Lies of Golden Straw

Lies of Golden Straw

2018 • 295 pages

Well then. That only took 2 library renewals (with a few weeks wait in between because borrowing ebooks is like that) and a lot of sighs and eye rolls to get through. At least with this one, the not-in-the-least-bit-subtle foreshadowing was less. Only slightly less, but still an improvement. The bigger problem this time is the insipid, naive main character - Girl/Daughter/Millie/Emalyn or whatever she's going by this week. PICK. A. NAME. (rant: this author seems to love naming characters what she thinks are romantic, fairy tale-esque exceptionally purple sobriquets. After 2 books of this, it's bordering on overindulgent).

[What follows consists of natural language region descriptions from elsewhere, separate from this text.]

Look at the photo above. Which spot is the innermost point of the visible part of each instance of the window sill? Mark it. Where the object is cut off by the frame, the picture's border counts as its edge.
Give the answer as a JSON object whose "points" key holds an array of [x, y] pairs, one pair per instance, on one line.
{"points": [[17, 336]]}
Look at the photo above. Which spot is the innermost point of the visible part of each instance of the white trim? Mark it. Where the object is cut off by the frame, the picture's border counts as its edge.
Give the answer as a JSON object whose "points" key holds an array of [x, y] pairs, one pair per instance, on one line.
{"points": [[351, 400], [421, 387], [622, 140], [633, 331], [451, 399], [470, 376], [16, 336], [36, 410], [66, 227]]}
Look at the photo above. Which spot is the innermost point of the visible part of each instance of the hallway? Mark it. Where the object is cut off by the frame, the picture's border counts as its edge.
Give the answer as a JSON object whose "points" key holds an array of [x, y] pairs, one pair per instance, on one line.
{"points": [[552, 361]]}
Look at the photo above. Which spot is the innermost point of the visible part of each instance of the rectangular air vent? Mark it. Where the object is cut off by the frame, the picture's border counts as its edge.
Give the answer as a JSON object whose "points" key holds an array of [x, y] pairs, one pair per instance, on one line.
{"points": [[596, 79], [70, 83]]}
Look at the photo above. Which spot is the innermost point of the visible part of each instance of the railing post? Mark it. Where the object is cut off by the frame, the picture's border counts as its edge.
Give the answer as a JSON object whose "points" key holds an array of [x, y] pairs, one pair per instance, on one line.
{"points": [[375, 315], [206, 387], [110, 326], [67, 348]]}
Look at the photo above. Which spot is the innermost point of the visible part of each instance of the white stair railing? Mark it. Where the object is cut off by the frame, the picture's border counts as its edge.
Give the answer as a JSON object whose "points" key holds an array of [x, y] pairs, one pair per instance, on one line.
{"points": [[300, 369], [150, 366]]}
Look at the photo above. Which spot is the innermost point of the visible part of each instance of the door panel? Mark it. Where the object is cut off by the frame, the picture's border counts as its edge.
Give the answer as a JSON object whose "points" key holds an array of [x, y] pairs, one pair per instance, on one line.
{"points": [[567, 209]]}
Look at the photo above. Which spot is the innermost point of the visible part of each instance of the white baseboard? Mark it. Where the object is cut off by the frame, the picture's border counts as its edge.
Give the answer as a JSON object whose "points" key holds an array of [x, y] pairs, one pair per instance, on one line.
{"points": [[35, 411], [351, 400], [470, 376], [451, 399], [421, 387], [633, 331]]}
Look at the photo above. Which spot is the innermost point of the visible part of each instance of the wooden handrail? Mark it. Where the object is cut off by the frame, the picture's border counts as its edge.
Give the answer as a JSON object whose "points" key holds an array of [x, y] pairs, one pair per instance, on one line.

In the beginning, I liked Merlin and Millie's friendship. Even if I didn't like all the blinking neon signs that Merlin is supposed to be THE Merlin (stop trying to squash fairy tales and legends together. They are different.), at least this sole friendship was decent basis for story and gave a way to fill time pre-straw to gold tasks. I liked Merlin so of course he was banished from the story for a good number of pages. When he returned, Millie was already fully into her my normal life sucks so I want to be princess state and therefore became the unrequited love portion of the story. I also liked Kirkin, the guard, even if he seemed like the unknown twin brother of Matteus from End of Ever After. Liking those two as much as I did, left me rather disappointed with Rainn. He was vague and flat as Millie's love interest. Of course by that time, I was becoming bored with Millie, herself. She had no purpose, no life, aside from fretting about an imp and missing her bestest friend in the world (and then stomping on his heart). So really her and Rainn were probably perfect for each other - both being able to fade into the background. Fading into the background is the best way to describe the ending. Once the big what's my name mystery was solved and Merlin finally decided he deserved more and left, the story fizzled on for too many pages. A quick couple of paragraphs epilogue could easily have filled in for those last 30 pages that I think were only there to link this book to the first one.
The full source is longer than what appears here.